2.10 A JURISPRUDÊNCIA DOS VALORES
A Jurisprudência dos Valores tem como linda de força o neokantismo sudocidental alemão do início do século XX. Desse movimento participam filósofos como Rudolf Stammler, Wilhelm Windelband, Hinrich Rickert, Emil Lask e Gustav Radbruch. Entra em cena a ideia de valor que também alcança o direito. A Jurisprudência dos Valores ou Jurisprudência da Valoração trabalhará com as dicotomias valor/realidade, ser/dever ser, natureza/cultura, como campos distintos e sujeitos a formas também distintas de conhecimento. Entende-se cultura como o somatório de crenças e tradições transmitido de geração em geração, a ponto de gerar uma pauta de valores aceitos em determinada comunidade. Institui-se uma dicotomia cientifica conforme a consideração do objeto, distinção entre percepção e vontade, correspondendo a relação de causa e efeito, ciência da natureza (ciência causal) e relações de meio e fim – ciência final. Separa decididamente o mundo da vontade do da percepção e a faculdade de opção – fim não é senão um objeto a que se aspira alcançar, e meio, uma causa que se pode eleger. Para o neokantismo, o valor apresenta-se como um a priori que se pretende ver realizado na ação, o entendimento de Radbruch, um dos principais expoentes da Jurisprudência dos Valores. O direito é considerado um dado da experiência, um fenômeno cultural que não pode ser definido senão em função do justo, pois “o valor do direito é a justiça.” Rudolf Stammler defende a natureza axiológica da ordem jurídica com base na tese de que a mesma se sustenta sobre “a ideia de direito”. Não é de natureza lógica, mas de natureza teleológica ou axiológica, sua justificação metodológica não pode ser alcançado com os meios da lógica, mas através da recondução ao valor de justiça e ao princípio da igualdade nela compreendido.

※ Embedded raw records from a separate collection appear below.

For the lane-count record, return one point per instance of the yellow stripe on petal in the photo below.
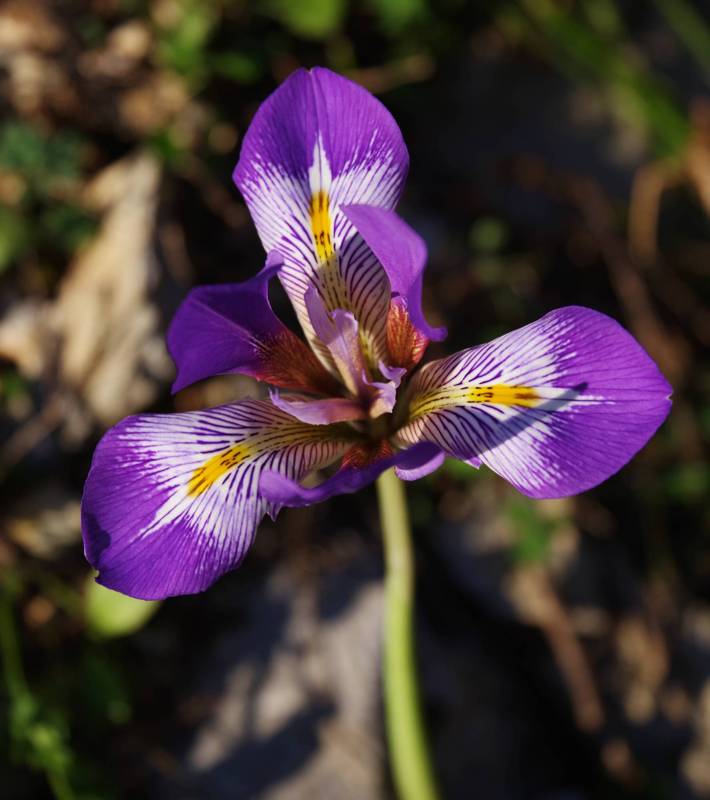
(213, 469)
(321, 225)
(504, 395)
(496, 394)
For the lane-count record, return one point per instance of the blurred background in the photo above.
(560, 154)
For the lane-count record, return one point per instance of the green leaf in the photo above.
(312, 19)
(394, 15)
(14, 236)
(236, 66)
(110, 613)
(533, 534)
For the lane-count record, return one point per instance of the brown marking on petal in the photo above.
(212, 470)
(360, 455)
(406, 345)
(290, 364)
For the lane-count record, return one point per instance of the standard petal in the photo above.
(232, 328)
(317, 143)
(360, 467)
(402, 253)
(172, 503)
(555, 407)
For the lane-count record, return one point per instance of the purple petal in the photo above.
(421, 470)
(402, 253)
(555, 407)
(287, 492)
(232, 328)
(172, 502)
(317, 143)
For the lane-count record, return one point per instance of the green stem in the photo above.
(411, 766)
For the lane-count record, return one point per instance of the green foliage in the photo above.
(533, 533)
(39, 157)
(688, 483)
(67, 225)
(396, 15)
(14, 236)
(109, 614)
(237, 66)
(182, 45)
(594, 54)
(488, 235)
(312, 19)
(38, 734)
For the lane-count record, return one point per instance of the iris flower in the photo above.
(172, 502)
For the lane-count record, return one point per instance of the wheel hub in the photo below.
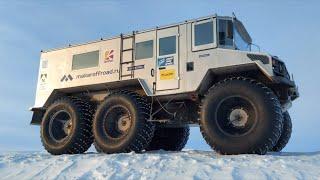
(67, 127)
(238, 117)
(124, 123)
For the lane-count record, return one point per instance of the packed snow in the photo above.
(189, 164)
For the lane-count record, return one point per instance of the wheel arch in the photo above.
(215, 75)
(137, 85)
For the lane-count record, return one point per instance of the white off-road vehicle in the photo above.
(141, 91)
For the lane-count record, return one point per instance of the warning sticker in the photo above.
(167, 74)
(166, 61)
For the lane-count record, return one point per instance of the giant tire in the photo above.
(285, 134)
(239, 115)
(66, 126)
(169, 139)
(121, 123)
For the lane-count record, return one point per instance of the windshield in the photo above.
(232, 34)
(239, 42)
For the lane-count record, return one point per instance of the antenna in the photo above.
(234, 15)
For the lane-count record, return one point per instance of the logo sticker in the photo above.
(69, 77)
(66, 78)
(167, 74)
(43, 77)
(166, 61)
(135, 67)
(108, 56)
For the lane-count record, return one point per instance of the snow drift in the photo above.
(188, 164)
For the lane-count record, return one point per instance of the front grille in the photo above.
(279, 68)
(258, 57)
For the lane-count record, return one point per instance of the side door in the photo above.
(167, 67)
(145, 58)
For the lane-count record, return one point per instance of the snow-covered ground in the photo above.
(189, 164)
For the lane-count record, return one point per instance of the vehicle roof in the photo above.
(136, 32)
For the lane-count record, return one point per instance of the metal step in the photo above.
(131, 49)
(127, 62)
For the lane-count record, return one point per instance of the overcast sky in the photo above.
(287, 28)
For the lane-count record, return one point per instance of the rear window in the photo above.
(85, 60)
(167, 45)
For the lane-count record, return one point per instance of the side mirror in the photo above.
(229, 29)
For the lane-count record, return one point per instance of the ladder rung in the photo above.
(127, 62)
(127, 49)
(127, 37)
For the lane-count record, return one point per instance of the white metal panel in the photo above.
(168, 74)
(143, 67)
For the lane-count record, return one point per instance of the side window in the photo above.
(203, 33)
(85, 60)
(144, 50)
(167, 45)
(225, 32)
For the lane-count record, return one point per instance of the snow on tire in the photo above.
(239, 115)
(121, 123)
(66, 126)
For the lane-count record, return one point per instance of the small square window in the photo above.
(144, 50)
(167, 45)
(85, 60)
(190, 66)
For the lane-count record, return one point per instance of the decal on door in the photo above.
(108, 56)
(167, 74)
(165, 61)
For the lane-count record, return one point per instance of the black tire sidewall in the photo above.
(51, 145)
(264, 121)
(106, 143)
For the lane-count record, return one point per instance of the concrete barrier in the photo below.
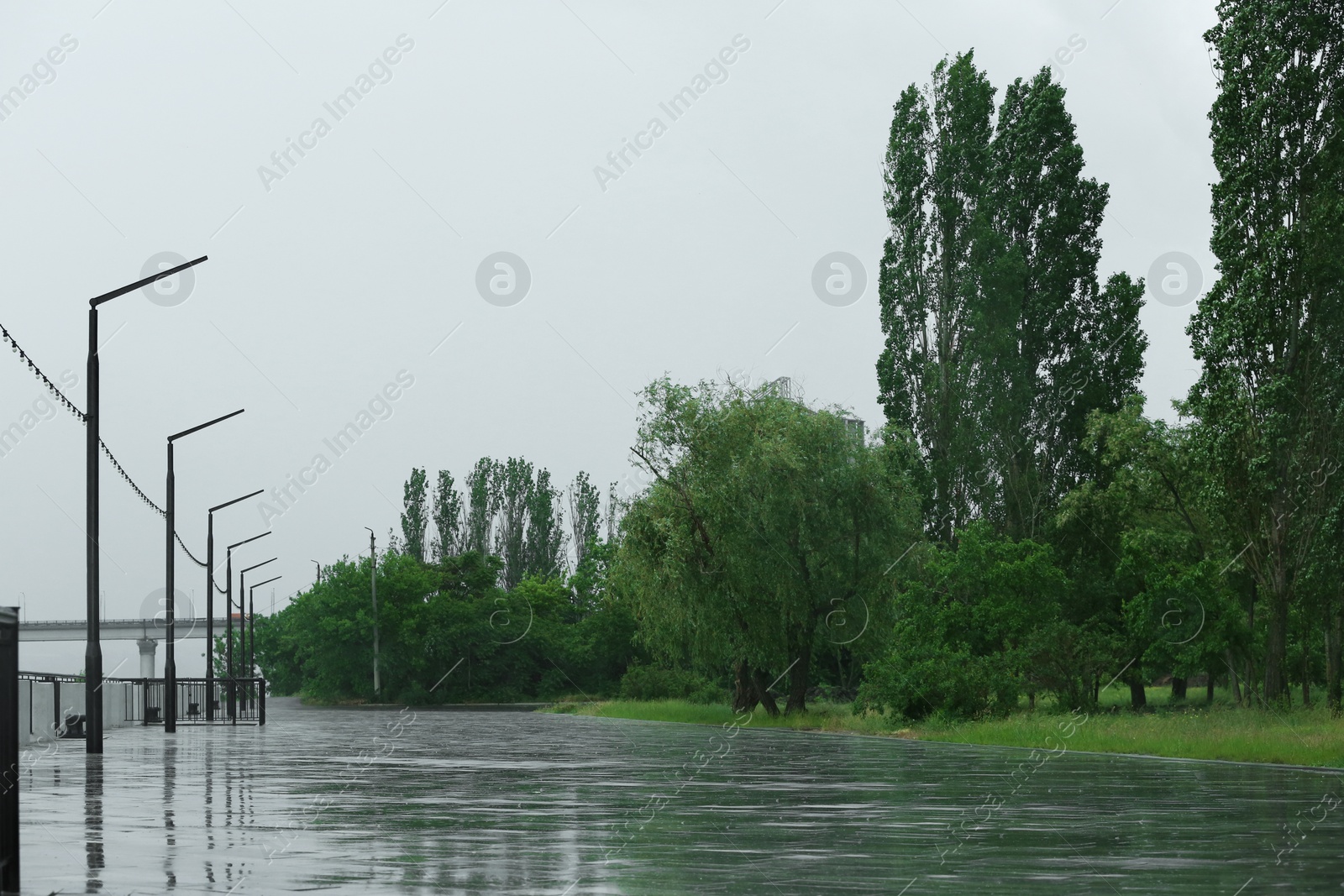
(39, 716)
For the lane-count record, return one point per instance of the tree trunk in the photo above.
(761, 687)
(1250, 652)
(799, 683)
(1307, 660)
(1276, 651)
(1137, 696)
(1334, 629)
(743, 689)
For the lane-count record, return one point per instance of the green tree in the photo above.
(585, 516)
(517, 490)
(1268, 332)
(448, 517)
(544, 537)
(937, 177)
(971, 629)
(763, 513)
(483, 506)
(1054, 345)
(414, 521)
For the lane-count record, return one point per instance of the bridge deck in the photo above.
(118, 629)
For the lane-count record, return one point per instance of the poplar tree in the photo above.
(1269, 331)
(448, 517)
(413, 515)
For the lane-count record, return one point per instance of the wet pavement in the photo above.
(504, 802)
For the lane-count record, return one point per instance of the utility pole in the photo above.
(373, 584)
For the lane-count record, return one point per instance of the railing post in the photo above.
(10, 750)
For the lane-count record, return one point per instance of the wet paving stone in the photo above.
(351, 801)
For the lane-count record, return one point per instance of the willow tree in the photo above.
(1269, 332)
(763, 517)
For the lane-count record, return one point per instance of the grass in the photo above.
(1184, 730)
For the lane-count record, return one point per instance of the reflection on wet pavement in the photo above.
(503, 802)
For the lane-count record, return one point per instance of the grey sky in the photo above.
(355, 265)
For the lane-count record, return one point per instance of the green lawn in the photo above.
(1189, 730)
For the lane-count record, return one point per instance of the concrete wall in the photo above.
(38, 711)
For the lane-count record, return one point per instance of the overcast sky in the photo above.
(479, 129)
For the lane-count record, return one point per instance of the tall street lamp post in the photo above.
(210, 602)
(228, 614)
(373, 584)
(242, 624)
(93, 647)
(171, 584)
(252, 627)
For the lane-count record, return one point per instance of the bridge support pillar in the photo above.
(147, 656)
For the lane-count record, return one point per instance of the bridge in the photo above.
(145, 633)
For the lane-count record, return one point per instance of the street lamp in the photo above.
(252, 627)
(93, 647)
(171, 584)
(242, 621)
(228, 614)
(210, 602)
(373, 584)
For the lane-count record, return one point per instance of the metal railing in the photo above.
(239, 701)
(246, 707)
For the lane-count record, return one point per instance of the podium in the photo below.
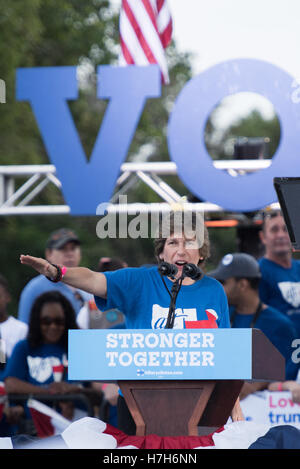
(192, 395)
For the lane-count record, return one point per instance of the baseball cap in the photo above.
(60, 237)
(236, 265)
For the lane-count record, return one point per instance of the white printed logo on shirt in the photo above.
(160, 315)
(41, 368)
(290, 292)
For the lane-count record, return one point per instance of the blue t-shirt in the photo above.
(278, 328)
(39, 285)
(280, 287)
(34, 365)
(141, 295)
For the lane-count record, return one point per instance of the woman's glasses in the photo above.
(47, 321)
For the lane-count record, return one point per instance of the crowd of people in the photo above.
(243, 292)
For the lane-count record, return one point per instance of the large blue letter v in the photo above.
(87, 184)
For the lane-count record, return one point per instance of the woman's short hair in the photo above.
(34, 335)
(188, 223)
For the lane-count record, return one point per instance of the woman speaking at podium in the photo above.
(143, 293)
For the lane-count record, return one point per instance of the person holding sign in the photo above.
(143, 293)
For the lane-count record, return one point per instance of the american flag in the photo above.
(145, 31)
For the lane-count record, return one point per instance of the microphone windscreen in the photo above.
(167, 269)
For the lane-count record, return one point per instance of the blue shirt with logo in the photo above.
(34, 365)
(141, 295)
(280, 287)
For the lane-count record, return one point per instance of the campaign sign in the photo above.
(146, 354)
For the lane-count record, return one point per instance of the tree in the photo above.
(39, 33)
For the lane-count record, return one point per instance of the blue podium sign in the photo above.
(146, 354)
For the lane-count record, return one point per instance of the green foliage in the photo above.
(39, 33)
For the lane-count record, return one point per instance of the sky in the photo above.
(218, 30)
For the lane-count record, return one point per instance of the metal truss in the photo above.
(19, 201)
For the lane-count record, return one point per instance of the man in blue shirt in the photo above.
(280, 282)
(62, 248)
(240, 275)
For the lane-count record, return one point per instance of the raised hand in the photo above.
(40, 265)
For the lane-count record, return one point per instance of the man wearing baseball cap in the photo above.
(63, 248)
(240, 275)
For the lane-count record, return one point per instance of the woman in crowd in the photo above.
(143, 295)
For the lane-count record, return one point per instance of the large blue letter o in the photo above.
(186, 133)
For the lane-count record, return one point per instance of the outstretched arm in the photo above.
(78, 277)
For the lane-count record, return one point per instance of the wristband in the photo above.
(58, 276)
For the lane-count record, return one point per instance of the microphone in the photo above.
(169, 270)
(192, 271)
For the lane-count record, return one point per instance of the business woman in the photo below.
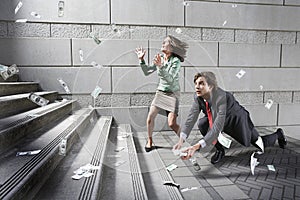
(167, 94)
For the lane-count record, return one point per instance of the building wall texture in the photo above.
(260, 37)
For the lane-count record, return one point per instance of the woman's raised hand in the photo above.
(140, 52)
(157, 60)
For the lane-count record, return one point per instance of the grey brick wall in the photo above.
(259, 36)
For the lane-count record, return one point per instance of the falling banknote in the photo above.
(63, 147)
(96, 92)
(9, 72)
(224, 141)
(240, 74)
(269, 104)
(93, 36)
(61, 5)
(64, 85)
(38, 99)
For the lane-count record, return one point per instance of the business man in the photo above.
(222, 114)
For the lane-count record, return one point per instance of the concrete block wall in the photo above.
(259, 36)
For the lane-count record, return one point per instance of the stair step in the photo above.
(13, 128)
(122, 177)
(13, 78)
(10, 88)
(89, 149)
(24, 175)
(14, 104)
(154, 169)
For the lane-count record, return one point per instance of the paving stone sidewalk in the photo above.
(283, 183)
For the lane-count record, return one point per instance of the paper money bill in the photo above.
(93, 36)
(196, 166)
(61, 5)
(81, 55)
(253, 163)
(21, 20)
(171, 183)
(96, 92)
(178, 152)
(119, 149)
(64, 85)
(118, 163)
(9, 72)
(171, 167)
(35, 14)
(189, 189)
(3, 67)
(271, 168)
(96, 65)
(269, 104)
(38, 99)
(20, 4)
(240, 74)
(77, 177)
(63, 147)
(178, 30)
(226, 142)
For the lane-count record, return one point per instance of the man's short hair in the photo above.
(210, 78)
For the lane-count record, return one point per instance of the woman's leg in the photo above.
(150, 124)
(173, 124)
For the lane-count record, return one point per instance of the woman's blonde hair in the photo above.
(178, 47)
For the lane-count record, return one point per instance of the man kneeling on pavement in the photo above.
(223, 113)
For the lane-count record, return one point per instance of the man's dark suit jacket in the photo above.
(228, 116)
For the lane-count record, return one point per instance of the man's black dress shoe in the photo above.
(282, 141)
(148, 149)
(217, 157)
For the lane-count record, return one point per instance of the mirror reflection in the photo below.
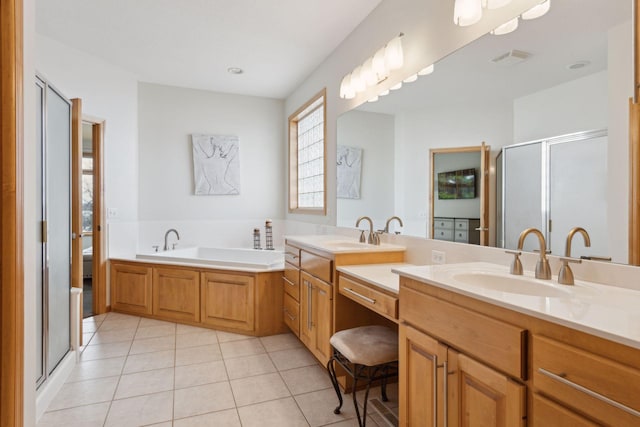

2.11 “VONTADE DA LEI” E “VONTADE DO LEGISLADOR”

Na filosofia do direito da segunda metade do século XIX,em decorrência do historicismo alemão – polêmica entre teorias objetivista e subjetivista da interpretação, que prepondera ainda nos dias de hoje. Viés histórico característico do romantismo alemão procurava a individualidade e o espírito do autor da lei. Questiona-se sobre o que deve prevalecer em termos hermenêuticos: se a “vontade da lei” ou a “vontade do legislador”. O interprete ou aplicador da lei busca a vontade de quem fez a lei, ou a vontade que, de forma objetiva podemos extrair de seu texto? Como então entender hermenêutica jurídica? Como acreditava Savigny, há um único processo jurídico capaz de atualizar o direito, ele é visto como um dos fautores do subjetivismo jurídico concordante com o romantismo de sua época. Buscava a fidelidade dos institutos jurídicos oriundos do espírito do povo. Teoria objetivista, defensor da vontade da lei, que prevalece sobre a vontade do legislador. De outro lado a ideia de sistema jurídico coerente e harmônico de interpretação dá ênfase aos elementos teleológicos e axiológicos da ordem jurídica. Para Tercio Sampaio Ferraz Jr., a doutrina subjetivista sendo a ciência jurídica dogmática – dogma deriva da vontade do emissor da norma – seu compromisso é com a vontade do legislador. Interpretação ex tunc, desde o aparecimento da norma pela positivação da vontade do legislador. Ressalta o aspecto genético e as técnicas que lhes são apropriadas, como a do método histórico. O subjetivismo traduz uma concepção cultural e hermenêutica de cariz epistemologicamente positivista, os sentidos culturais seriam fenômenos psíquicos ou de redução psicológica, imputá-los seria perspectiva-los pelo processo da sua gênese histórico-psíquica, assim na ética, na lógica, na história, na filosofia, na hermenêutica e mesmo nas “ciências do espírito”, também o direito.